Women with disabilities can be extremely isolated when violence occurs, making it more difficult for them to escape and report the abuse, while stigma and discrimination can further reduce access to services or information, or result in report of violence being dismissed by responders.

However, estimating the population-based prevalence of violence against women with disabilities continues to be challenging due to a lack of international data, and this is impacting access to support services.

A long-term vision

For this reason, the World Health Organization has recommended several measures to address the evidence gaps to ensure disabled women’s needs are understood and addressed. This includes:

  • Improving the inclusion of women with disabilities and the issue of disability within violence against women population-based surveys, as this is necessary for an improved understanding of the risk factors for violence against women.
  • Women with disabilities need to be involved in the survey and research teams and throughout the process including in the research design, implementation, and data analysis and interpretation.
  • Measures also need to be taken to increase the accessibility of women with disability to participate as respondents in surveys.

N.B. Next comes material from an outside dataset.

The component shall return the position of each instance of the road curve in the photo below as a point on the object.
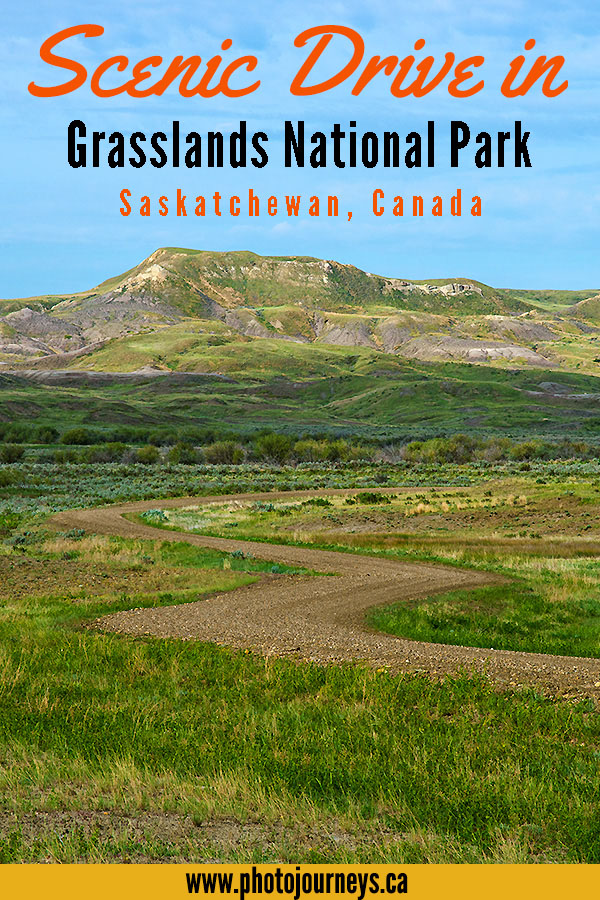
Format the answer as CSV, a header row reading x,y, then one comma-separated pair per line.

The WHO says a long-term vision for inclusion of women with disabilities in research is also required, and this would contribute to a better understanding of the specific needs of women with disabilities subjected to violence and allow more tailored prevention strategies and response/services and programmes to be devised that address those needs.

Dr Avni Amin, Head of the Rights and Equality across the Life Course Unit at WHO and HRP, said: “Gender-based violence is rooted in unequal power and control over women. For … women with disabilities, their dependency and isolation are further exploited by perpetrators, increasing their risk of abuse.

“Services must be responsive to their needs and identify appropriate contacts through the health and care systems, so that all women experiencing violence can access empathetic, survivor-centred care.”